Bernette's daughter complained about her school. I think we'll see a little more about the school situation in New Orleans after the storm, since it was a period of large upheaval, where the state government stepped in and took over management of the Orleans Parish school board.

That's a complicated conversation that, as someone who didn't go to school in New Orleans and who has no children in school in New Orleans, I might not be qualified to comment on. So here are some pictures of the schools discussed in the show. Many city schools are old, beautiful buildings.


This is Alcee Fortier High School. Before the storm, it was a predominantly black school. I went to this school to teach a short class about Fourth Amendment rights to the kids, and I was not impressed with the facilities. You walk through the front doors and into a metal detector--although that's pretty standard for New Orleans city schools.


Lusher took over the building after Katrina.

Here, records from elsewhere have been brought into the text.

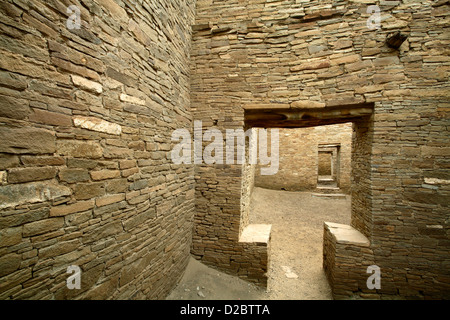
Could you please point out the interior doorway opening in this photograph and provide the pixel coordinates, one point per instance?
(297, 218)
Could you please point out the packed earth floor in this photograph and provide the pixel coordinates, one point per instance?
(295, 265)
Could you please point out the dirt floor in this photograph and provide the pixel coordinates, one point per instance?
(295, 271)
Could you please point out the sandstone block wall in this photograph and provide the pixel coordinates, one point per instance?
(299, 158)
(86, 117)
(258, 54)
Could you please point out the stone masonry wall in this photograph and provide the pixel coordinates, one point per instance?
(299, 158)
(257, 54)
(86, 117)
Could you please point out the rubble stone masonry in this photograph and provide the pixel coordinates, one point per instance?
(86, 117)
(319, 55)
(299, 164)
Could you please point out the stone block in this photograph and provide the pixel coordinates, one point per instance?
(63, 210)
(17, 194)
(79, 149)
(307, 104)
(96, 124)
(109, 199)
(51, 118)
(84, 191)
(104, 174)
(86, 84)
(13, 108)
(9, 263)
(27, 140)
(70, 175)
(10, 236)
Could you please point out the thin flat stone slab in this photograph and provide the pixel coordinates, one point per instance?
(256, 233)
(346, 234)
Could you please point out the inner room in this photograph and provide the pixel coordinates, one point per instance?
(311, 186)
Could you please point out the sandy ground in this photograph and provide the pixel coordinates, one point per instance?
(295, 271)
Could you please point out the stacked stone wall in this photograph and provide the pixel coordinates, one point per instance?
(319, 55)
(86, 118)
(299, 158)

I'm not sure what the status of that situation is, but I know that it incensed many black people in the city who felt that they had been ousted from one of their places in the dead of night without any say in the matter.


I don't think that this is the Lusher that Bernette fille is speaking about. There's another Lusher school just off of Broadway, which I think we'll see more of as the show goes on.

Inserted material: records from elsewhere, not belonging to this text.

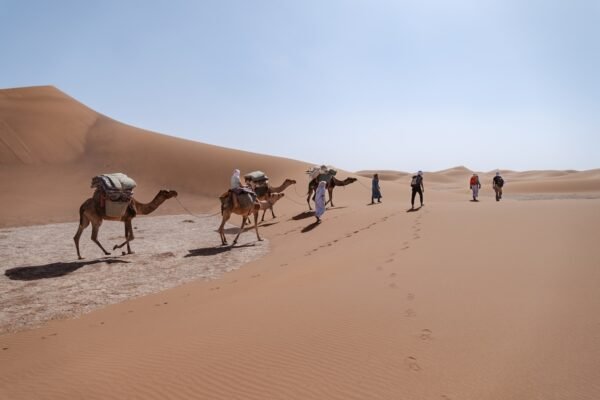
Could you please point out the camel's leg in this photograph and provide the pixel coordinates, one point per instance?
(263, 218)
(83, 223)
(226, 216)
(128, 237)
(95, 229)
(256, 225)
(330, 197)
(242, 228)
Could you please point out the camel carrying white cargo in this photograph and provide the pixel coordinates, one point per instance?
(117, 190)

Most white kids in New Orleans pre-Katrina went to private catholic schools. Public schools were almost entirely filled with black kids. That's just the way it was. Not to say that black kids don't go to private schools, but when 7th grade costs $12,000 a year it's pretty tough to manage unless you're earning a good salary.

The high school system in New Orleans is such that when you meet someone for the first time and strike up a conversation, they are likely to ask you where you went to school. If you answer "Tulane," or "Harvard," you'll get a blank stare---the important information is what high school you went to.

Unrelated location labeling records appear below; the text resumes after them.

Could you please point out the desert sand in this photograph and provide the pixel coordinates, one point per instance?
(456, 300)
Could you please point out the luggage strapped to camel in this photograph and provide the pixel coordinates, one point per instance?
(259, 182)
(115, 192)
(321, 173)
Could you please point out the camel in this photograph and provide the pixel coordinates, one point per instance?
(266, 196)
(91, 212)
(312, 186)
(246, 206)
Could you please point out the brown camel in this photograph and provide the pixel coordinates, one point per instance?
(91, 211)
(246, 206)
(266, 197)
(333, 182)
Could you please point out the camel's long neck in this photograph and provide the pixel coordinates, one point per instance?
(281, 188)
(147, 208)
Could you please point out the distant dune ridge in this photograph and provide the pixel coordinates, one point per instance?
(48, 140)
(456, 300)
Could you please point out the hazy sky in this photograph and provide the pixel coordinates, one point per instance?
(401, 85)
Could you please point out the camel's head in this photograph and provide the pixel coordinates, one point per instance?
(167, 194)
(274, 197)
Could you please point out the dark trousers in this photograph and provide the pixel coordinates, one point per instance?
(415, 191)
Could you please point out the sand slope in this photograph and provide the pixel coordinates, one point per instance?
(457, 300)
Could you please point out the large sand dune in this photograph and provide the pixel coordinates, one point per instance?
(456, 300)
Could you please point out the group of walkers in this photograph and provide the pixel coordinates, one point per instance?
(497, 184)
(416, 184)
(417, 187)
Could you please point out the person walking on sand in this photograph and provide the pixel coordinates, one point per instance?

Most white men that I meet went to one of a few all-boys schools. Brother Martin, Jesuit, and Newman are the three most common answers. Jesuit is on Carrollton and Banks, right up the street from Finn McCool's, actually.



As a product of public education all the way through undergrad, I never imagined that I would send my kids to private schools. Living in New Orleans has changed that, but I see promise in the charter school system that has evolved from the pre-storm mentality.



Speaking of schools right up the street from a bar...


This is St. Augustine, or St. Aug. It's a mostly-black private school on A. P. Tureaud, literally a block or two from Bullet's.

The St. Aug marching band is legendary. In their uniforms, they look like purple and gold Marvin the Martians. During Carnival they march in several parades, and every time you can hear them coming blocks away. A rustle moves through the crowd---"Is that St. Aug?" "Yeah, here they come." They kick ass.


Credit for this photograph goes to http://laurelstreetblog.com/.

Note the difference in architecture between the schools. Here is a charter school in the Touro area, between Magazine and Prytania on Milan. It's right in the middle of a residential area, like most things in New Orleans.




Here's another catholic school at the corner of Claiborne and State Street, Ursuline Academy.





There are several all-girls schools in the city as well. Here are two of the most famous: McGehee and Sacred Heart.

McGehee is in the Garden District.


Prytania is a residential thoroughfare that cuts through the city, parallel to the river and other main streets like Tchoupitoulas, Magazine, and St. Charles. Remember, in this part of town the city grid looks like a spiderweb.



There is, of course, a main complex for the school that is not located inside of an antebellum mansion.

Check out some of the school's neighbors on Prytania:





If my sources are correct, this last house used to be owned by Nic Cage.

Sacred Heart has two campuses on St. Charles. Like McGehee, the old campus is also very understated.




Looking forward to tonight's episode.